Inside Wall Street Klebrige Preise im Supermarkt

Vor lauter Angst um eine globale Rezession ist ein Schlagwort an der Wall Street zuletzt untergegangen: die Inflation. Die hat vor einem halben Jahr eine massive Rolle in jedem Konjunkturgespräch gespielt, weil die steilen Preisanstiege - vor allem bei Öl und Lebensmitteln - die Amerikaner massiv unter Druck brachten.

Der Inflationsdruck ging so weit, das man an der Wall Street allen Ernstes darüber diskutierte, eine alte Messeinheit ganz abzuschaffen und zur Berechnung der Preisanstiege statt der "Kernrate" künftig die Gesamtrate zu lesen. Das wäre durchaus sinnvoll. Denn die Kernrate konnte viele Jahre lang nur deshalb als Maßstab gelten, weil sie von der Gesamtrate - mit Energie- und Lebensmittelkosten - nicht allzu sehr abwich.

Zuletzt indes litten amerikanische Konzerne und Bürger allerdings unter ungewöhnlich steilen Anstiegen bei den Energie- und Lebensmittelkosten. Hohe Ölpreise machten nicht nur das Autofahren und im Winter das Heizen teurer, sondern schlugen sich auch auf viele andere Bereiche durch. Alles aus Plastik wurde etwa deutlich teurer, dazu alle Waren, die irgendwie in die Läden gekarrt werden mussten und plötzlich teure Fracht- oder Versandaufschläge mit sich brachten.

Im Supermarkt bekamen Verbraucher doppelt auf die Mütze: Nicht nur die hohen Transportkosten machten den Einkauf teurer, sondern auch die gestiegen Rohstoffpreise für Weizen und Zucker, Baumwolle, Mais, Sojabohnen, Milch, Fleisch und andere landwirtschaftliche Erzeugnisse.
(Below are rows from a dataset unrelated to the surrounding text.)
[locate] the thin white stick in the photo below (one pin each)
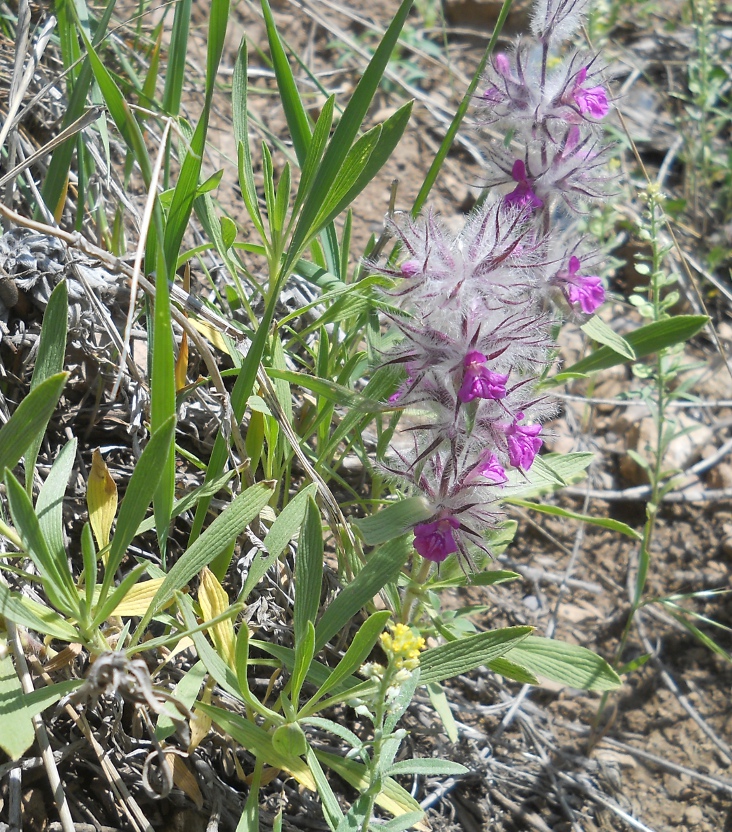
(139, 254)
(49, 763)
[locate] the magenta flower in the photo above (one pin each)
(522, 196)
(410, 268)
(592, 101)
(488, 467)
(585, 290)
(435, 541)
(523, 443)
(479, 382)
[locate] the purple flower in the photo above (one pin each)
(435, 541)
(502, 65)
(523, 443)
(522, 196)
(479, 382)
(488, 467)
(410, 268)
(585, 290)
(592, 101)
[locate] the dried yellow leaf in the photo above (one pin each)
(184, 778)
(214, 602)
(101, 499)
(181, 364)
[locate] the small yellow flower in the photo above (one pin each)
(402, 646)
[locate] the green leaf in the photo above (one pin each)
(390, 133)
(382, 567)
(392, 797)
(465, 654)
(552, 472)
(258, 742)
(29, 419)
(304, 652)
(602, 522)
(175, 72)
(140, 490)
(49, 505)
(361, 646)
(644, 341)
(440, 703)
(394, 520)
(289, 740)
(284, 528)
(241, 136)
(186, 692)
(565, 663)
(224, 529)
(50, 359)
(298, 122)
(16, 724)
(348, 126)
(428, 767)
(57, 579)
(599, 331)
(315, 152)
(18, 708)
(308, 571)
(21, 610)
(331, 808)
(511, 670)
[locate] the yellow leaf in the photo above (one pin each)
(184, 778)
(181, 364)
(211, 334)
(138, 598)
(101, 499)
(214, 602)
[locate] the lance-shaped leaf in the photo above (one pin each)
(101, 499)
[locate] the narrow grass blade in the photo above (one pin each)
(602, 522)
(29, 420)
(297, 118)
(361, 646)
(139, 494)
(308, 571)
(175, 73)
(452, 131)
(49, 505)
(465, 654)
(241, 136)
(55, 181)
(345, 133)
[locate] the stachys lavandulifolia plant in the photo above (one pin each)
(476, 310)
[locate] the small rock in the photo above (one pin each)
(673, 786)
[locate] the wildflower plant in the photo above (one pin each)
(477, 311)
(475, 317)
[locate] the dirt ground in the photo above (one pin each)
(659, 757)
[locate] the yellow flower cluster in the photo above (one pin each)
(402, 647)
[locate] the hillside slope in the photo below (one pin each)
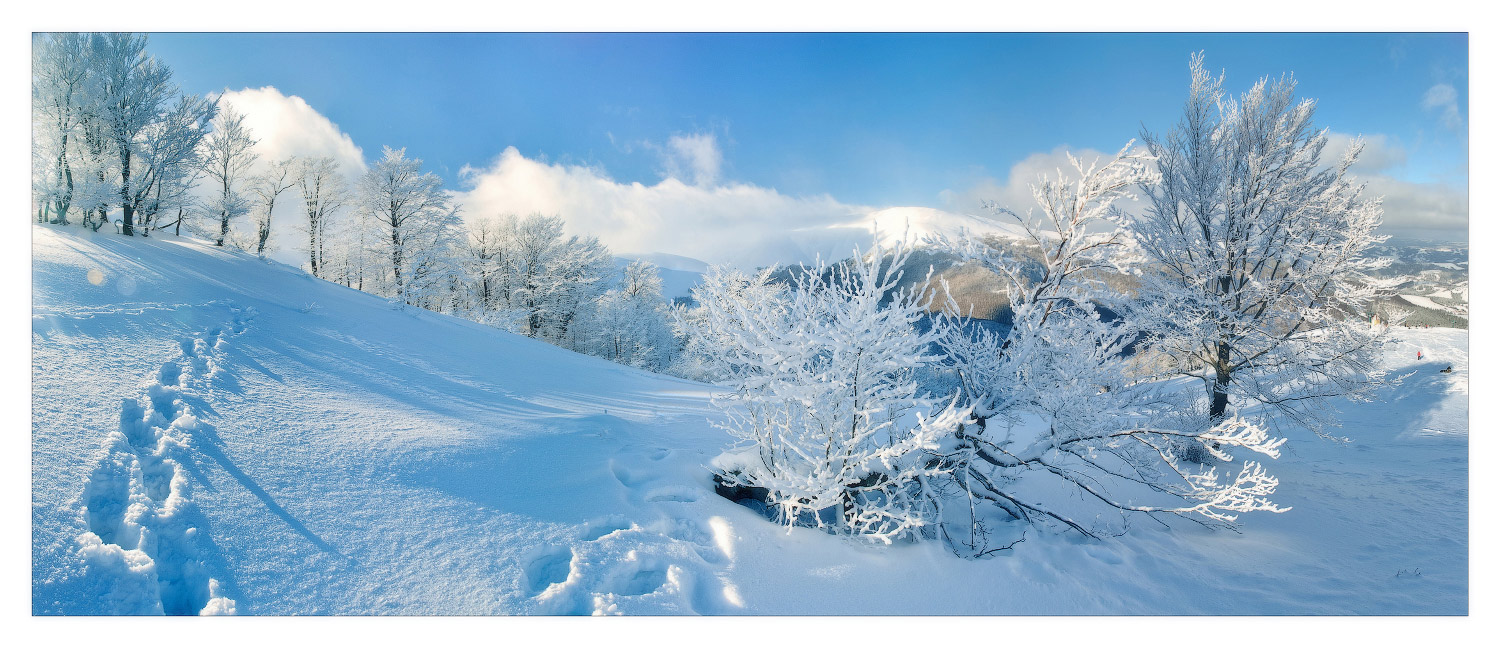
(216, 434)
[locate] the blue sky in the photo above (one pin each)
(866, 119)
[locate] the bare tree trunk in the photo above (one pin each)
(126, 209)
(1221, 377)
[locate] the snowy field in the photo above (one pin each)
(218, 434)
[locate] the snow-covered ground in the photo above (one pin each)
(218, 434)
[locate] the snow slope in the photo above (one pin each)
(216, 434)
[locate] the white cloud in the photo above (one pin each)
(1443, 99)
(693, 158)
(287, 125)
(1439, 210)
(1382, 153)
(1434, 209)
(738, 224)
(1430, 209)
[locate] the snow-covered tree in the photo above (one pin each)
(548, 281)
(1053, 408)
(822, 393)
(323, 194)
(132, 92)
(60, 74)
(630, 324)
(413, 215)
(267, 186)
(170, 162)
(1259, 252)
(228, 156)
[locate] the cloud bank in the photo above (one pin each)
(731, 224)
(287, 126)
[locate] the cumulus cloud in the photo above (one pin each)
(1427, 209)
(732, 224)
(288, 126)
(1443, 101)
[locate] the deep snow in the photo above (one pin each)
(215, 432)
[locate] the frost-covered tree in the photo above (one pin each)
(543, 282)
(630, 324)
(267, 186)
(60, 99)
(228, 156)
(132, 92)
(170, 162)
(1061, 432)
(488, 255)
(323, 194)
(822, 395)
(410, 210)
(1260, 272)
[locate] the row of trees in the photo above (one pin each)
(1250, 252)
(1253, 281)
(111, 131)
(113, 135)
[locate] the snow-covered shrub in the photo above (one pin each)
(1062, 432)
(822, 395)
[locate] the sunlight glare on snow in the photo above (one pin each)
(722, 536)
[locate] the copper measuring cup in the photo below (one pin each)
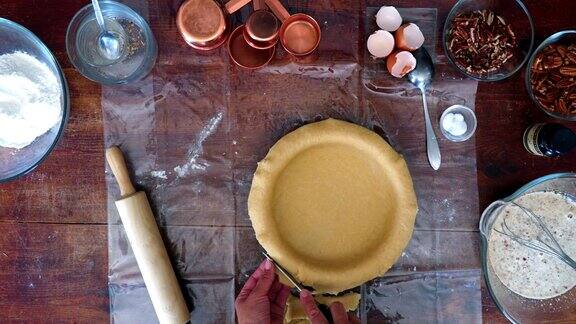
(261, 28)
(203, 24)
(299, 34)
(246, 56)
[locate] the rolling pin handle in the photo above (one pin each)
(117, 164)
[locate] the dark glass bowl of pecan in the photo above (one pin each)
(551, 75)
(488, 40)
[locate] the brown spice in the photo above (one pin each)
(481, 41)
(553, 78)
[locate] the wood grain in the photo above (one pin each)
(53, 245)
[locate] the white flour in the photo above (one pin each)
(527, 272)
(29, 99)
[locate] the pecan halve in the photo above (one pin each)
(569, 70)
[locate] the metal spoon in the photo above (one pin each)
(421, 77)
(109, 43)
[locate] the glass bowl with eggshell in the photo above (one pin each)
(514, 13)
(517, 308)
(17, 162)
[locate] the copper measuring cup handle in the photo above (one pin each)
(278, 9)
(234, 5)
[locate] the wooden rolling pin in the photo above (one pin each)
(147, 245)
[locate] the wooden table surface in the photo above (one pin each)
(53, 247)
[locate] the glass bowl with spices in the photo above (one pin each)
(551, 75)
(138, 46)
(488, 40)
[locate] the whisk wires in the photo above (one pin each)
(544, 241)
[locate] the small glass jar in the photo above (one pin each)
(469, 119)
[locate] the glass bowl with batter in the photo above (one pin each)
(526, 285)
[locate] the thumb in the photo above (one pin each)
(311, 309)
(266, 280)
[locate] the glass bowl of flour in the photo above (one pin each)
(529, 286)
(34, 102)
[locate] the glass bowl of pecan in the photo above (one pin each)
(488, 40)
(551, 75)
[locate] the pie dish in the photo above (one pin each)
(334, 204)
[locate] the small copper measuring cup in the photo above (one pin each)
(299, 34)
(261, 29)
(244, 55)
(203, 24)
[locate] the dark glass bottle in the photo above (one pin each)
(549, 140)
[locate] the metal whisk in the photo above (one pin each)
(544, 242)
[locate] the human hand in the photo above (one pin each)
(263, 297)
(339, 315)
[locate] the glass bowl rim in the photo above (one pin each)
(451, 16)
(151, 45)
(484, 239)
(65, 96)
(528, 78)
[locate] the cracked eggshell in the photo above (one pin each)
(409, 37)
(380, 44)
(400, 63)
(388, 18)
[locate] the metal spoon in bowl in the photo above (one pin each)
(421, 77)
(109, 44)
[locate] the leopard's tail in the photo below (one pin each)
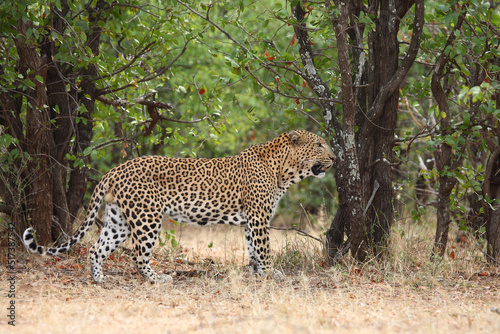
(95, 203)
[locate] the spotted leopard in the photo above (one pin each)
(239, 190)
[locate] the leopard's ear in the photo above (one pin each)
(294, 136)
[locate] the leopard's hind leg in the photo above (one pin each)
(144, 237)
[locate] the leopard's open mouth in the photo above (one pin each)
(318, 169)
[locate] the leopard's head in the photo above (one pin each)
(310, 155)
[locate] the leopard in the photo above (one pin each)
(239, 190)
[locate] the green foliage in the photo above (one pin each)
(247, 88)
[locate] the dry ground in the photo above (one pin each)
(213, 292)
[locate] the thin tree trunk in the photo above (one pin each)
(38, 134)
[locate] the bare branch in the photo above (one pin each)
(393, 85)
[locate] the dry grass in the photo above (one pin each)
(214, 293)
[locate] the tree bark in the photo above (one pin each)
(37, 140)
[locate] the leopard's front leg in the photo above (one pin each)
(259, 250)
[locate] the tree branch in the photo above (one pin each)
(393, 85)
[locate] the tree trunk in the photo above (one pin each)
(38, 132)
(491, 189)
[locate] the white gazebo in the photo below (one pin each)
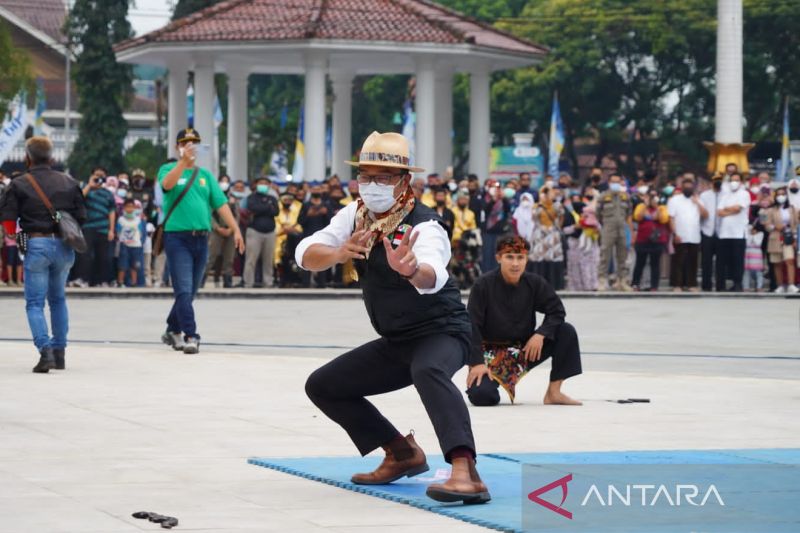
(336, 39)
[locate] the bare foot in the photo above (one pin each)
(559, 398)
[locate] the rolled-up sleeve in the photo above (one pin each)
(334, 234)
(433, 249)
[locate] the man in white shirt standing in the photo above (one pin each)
(733, 212)
(400, 250)
(685, 213)
(709, 238)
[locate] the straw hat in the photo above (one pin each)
(385, 150)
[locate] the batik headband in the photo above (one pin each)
(513, 245)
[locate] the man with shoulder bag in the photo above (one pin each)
(191, 194)
(49, 205)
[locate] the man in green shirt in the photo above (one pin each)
(186, 235)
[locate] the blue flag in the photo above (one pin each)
(784, 172)
(298, 168)
(556, 138)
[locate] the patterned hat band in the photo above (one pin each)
(382, 157)
(513, 245)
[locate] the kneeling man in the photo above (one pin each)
(503, 304)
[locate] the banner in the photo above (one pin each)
(298, 168)
(785, 169)
(14, 125)
(556, 138)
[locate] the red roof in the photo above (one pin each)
(401, 21)
(46, 16)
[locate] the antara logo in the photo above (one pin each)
(639, 494)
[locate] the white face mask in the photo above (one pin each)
(377, 198)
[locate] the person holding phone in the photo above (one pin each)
(191, 194)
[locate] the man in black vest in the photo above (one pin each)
(400, 250)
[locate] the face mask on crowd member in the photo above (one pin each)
(287, 199)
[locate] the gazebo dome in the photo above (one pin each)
(342, 39)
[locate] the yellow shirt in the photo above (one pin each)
(465, 220)
(428, 200)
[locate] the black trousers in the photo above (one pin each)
(565, 352)
(730, 263)
(683, 268)
(648, 251)
(96, 262)
(340, 389)
(709, 248)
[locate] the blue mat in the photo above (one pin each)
(503, 475)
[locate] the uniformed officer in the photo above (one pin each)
(614, 213)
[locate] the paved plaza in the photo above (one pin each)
(132, 426)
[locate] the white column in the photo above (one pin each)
(479, 126)
(425, 106)
(315, 117)
(729, 107)
(204, 113)
(176, 112)
(443, 157)
(237, 125)
(342, 148)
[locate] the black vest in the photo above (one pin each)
(397, 311)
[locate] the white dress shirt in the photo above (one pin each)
(687, 218)
(710, 200)
(432, 247)
(734, 226)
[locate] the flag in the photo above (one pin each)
(14, 125)
(217, 112)
(556, 138)
(298, 168)
(784, 172)
(409, 129)
(190, 106)
(284, 115)
(39, 127)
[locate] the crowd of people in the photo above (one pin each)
(738, 232)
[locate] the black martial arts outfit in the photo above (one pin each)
(425, 339)
(506, 314)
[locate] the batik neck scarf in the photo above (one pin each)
(383, 224)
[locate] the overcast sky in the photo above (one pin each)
(149, 15)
Die wurden von den verarbeitenden Herstellern nämlich nicht absorbiert, sondern schleunigst an den Kunden weitergegeben.

Und jetzt? Trotz deutlich gesunkener Rohstoffpreise zeichnet sich für den amerikanischen Verbraucher keine Erleichterung ab. Die Preisschilder im Supermarkt spiegeln nicht wieder, dass der Ölpreis in den letzten Wochen um die Hälfte eingebrochen ist. Die Preise für Fertiggerichte und Sodapops spiegeln nicht wieder, dass der Preis für Weizen um 30 Prozent gesunken ist, für Sojabohnen um 40 Prozent und für Mais um 50 Prozent.

Experten schieben diesen Umstand auf das Phänomen der "sticky prices" - die Preise kleben fest. "Einmal erhöht, werden sie von den Unternehmen nicht mehr gesenkt", meint Chris Lafakis von Moody's. Das hängt ein Stück weit damit zusammen, dass sich die Unternehmen anfangs schwer tun, die Preise anzuheben; zu hoch ist oft die Angst, der Kunde könnte zur Konkurrenz überlaufen.

Umso länger halten sie dann aber an den Preisen fest, wenn man sie einmal - oft zeitgleich mit der Konkurrenz - angehoben hat. Schließlich muss man entgangene Gewinne wieder einholen, und dann hat man sich irgendwann auch an die höheren Margen gewöhnt. Eine Notwendigkeit die Preise zu senken, sehen die Hersteller oft nicht - jedenfalls nicht, bevor wieder die Konkurrenz auf die Idee kommt und Druck ausübt.

Die Konkurrenz, meint Analyst Lafakis, sei für die meisten Produzenten ohnehin der wichtigere Preisfaktor. "Coca-Cola ist im Prinzip egal, was die Herstellung der Getränke kostet. Viel wichtiger ist, was Pepsi verlangt." Beim Bier verhalte es sich ebenso, bei Cornflakes auch, und natürlich auch bei den Fleischfabrikanten. Die hatten sich zuletzt derart unter Druck gesetzt, dass Tyson Foods im vergangenen Quartal einen Gewinneinbruch um 92 Prozent einstecken musste. Trotz höherer Fleischpreise wollte man die Verkaufspreise nicht vor der Konkurrenz anheben.

Der amerikanische Verbraucher kann zurzeit nur darauf hoffen, dass irgendwann ein gesunder Konkurrenzkampf das Preisgleichgewicht stört und einen branchenweiten Rutsch auslöst. Allzu viel Hoffnung sollte man sich aber nicht machen, denn die Unternehmen haben aus der Cornflakes-Krise von 1996 gelernt. Damals begann Post Cereal mit den Preissenkungen, die Konkurrenz zog nach - und am Ende litten Umsätze und Profitabilität.

Zunächst werden die hohen Lebensmittelpreise also kleben bleiben; der Verbraucher muss auf eine Entlastung warten.